Direct primary care
"If you know there is a better model for your life, and you can still make the same income and be available for your family and friends — who wouldn't want to do that?!" said Napoleon Maminta, DO, a primary care physician and founder of Naptown Priority Health, a direct primary care practice in Noblesville, Ind.
That thought pattern is what guided Maminta's decision to make the leap from traditional practice — where he saw upward of 30 patients per day, juggled an on-call commitment, and battled a nightly backlog of electronic charting work that intruded on time with his children — to direct primary care (DPC). Today, Maminta sees fewer than 10 patients per day, but spends at least 45 minutes with each one. With lower stress levels and improved autonomy, the membership-based fee structure allows him to focus on addressing the totality of patients' health issues instead of just one or two primary or acute concerns.
Beyond the patient care advantages, there are significant personal benefits as well. "There is no stress. I look forward to work, it's more fun, [and] it's [freed up] my weekends," says Maminta. "[During the week], I can leave later in the mornings [or] leave early and get home for dinner with [my] kids."
It's an alternate career pathway he encourages his colleagues and those coming out of medical school to contemplate. "Consider how much independence you want and how you want to practice medicine," Maminta said. "No doctor [goes] into medicine to injure people, so if you're burning out [or] in a situation that you don't want to do, it's time to move on."
While there are bound to be impediments that threaten to prevent or delay desired employment changes, Maminta says virtually all of these can be navigated with relative ease. Choosing to go into DPC avoided conflicts with his non-compete agreement, because it was considered different from his previous primary-care position. Malpractice costs, while not necessarily inexpensive, have still been manageable. To stay competitive and profitable, starting out with a low overhead has provided an enormous jumpstart.
"Find a small office space, hire a few people, buy your equipment as inexpensive as possible, let people know that you're there, and establish rapport with your patients," he said. "Yes, there are startup costs, but it's not bad. If you were in practice even for a short period of time [before DPC], your patients can find you and your practice can grow."

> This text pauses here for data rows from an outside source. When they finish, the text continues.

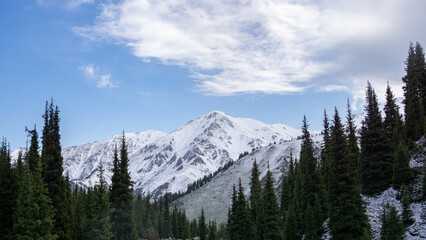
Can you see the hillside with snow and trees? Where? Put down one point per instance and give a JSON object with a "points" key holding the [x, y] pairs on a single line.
{"points": [[221, 177]]}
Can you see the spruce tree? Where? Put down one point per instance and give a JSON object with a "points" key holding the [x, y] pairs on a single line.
{"points": [[376, 157], [8, 192], [347, 217], [325, 158], [407, 214], [272, 221], [310, 232], [245, 227], [32, 156], [174, 217], [291, 228], [100, 226], [392, 226], [393, 120], [353, 149], [287, 186], [202, 227], [213, 231], [256, 201], [123, 225], [311, 181], [33, 215], [414, 88], [167, 227], [402, 174], [52, 161]]}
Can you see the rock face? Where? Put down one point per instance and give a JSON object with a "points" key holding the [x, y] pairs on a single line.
{"points": [[161, 163]]}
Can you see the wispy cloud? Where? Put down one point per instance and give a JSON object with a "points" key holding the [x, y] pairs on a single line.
{"points": [[102, 80], [67, 4], [333, 88], [88, 69], [105, 82], [272, 47]]}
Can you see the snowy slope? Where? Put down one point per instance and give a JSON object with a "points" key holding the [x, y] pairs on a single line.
{"points": [[161, 163], [215, 196], [81, 162]]}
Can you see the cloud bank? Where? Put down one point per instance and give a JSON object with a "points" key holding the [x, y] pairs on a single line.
{"points": [[268, 47]]}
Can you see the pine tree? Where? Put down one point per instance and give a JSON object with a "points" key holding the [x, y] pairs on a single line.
{"points": [[100, 226], [174, 217], [392, 226], [310, 227], [7, 191], [347, 217], [213, 231], [424, 182], [325, 158], [123, 225], [393, 120], [52, 161], [202, 227], [287, 187], [414, 88], [376, 158], [407, 214], [19, 169], [167, 227], [272, 221], [245, 227], [32, 156], [291, 228], [256, 201], [32, 218], [353, 149], [308, 167], [402, 174]]}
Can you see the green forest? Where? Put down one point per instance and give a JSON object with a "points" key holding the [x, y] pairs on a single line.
{"points": [[318, 193]]}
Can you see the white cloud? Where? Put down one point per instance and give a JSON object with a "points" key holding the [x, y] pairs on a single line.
{"points": [[105, 82], [73, 4], [88, 69], [333, 88], [102, 80], [272, 47]]}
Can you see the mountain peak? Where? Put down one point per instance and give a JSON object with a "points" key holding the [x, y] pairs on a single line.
{"points": [[161, 163]]}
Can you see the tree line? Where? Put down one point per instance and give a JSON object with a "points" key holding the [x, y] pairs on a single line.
{"points": [[324, 192], [38, 202]]}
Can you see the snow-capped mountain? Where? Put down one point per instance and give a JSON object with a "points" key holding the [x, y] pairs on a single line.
{"points": [[161, 163], [217, 193]]}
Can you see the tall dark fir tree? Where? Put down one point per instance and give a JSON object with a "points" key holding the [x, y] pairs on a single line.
{"points": [[8, 192], [51, 159], [347, 217], [376, 157], [256, 203], [414, 92], [123, 224], [272, 226]]}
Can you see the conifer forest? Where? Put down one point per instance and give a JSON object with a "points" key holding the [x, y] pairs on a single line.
{"points": [[321, 195]]}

Stacey Pierce-Talsma, D.O., an osteopathic physician and associate professor and chair of osteopathic manipulative medicine at Touro University in Vallejo, Calif., has worked in academic medicine her entire career. In her former position at another university, she spent up to 60 hours each week seeing patients, precepting residents, lecturing, and performing administrative duties. Her transition to an administrative role at Touro University has cut her face-to-face patient time in half, shaved upward of 20 hours off her weekly schedule, and allowed her to focus on her primary interest of student engagement. The administrative aspect of Pierce-Talsma's responsibilities allows for a more fluid schedule — for example, attending a yoga class during work hours isn't usually a deal-breaker so long as she makes up the time elsewhere — and there is a considerable amount of flexibility during the summer.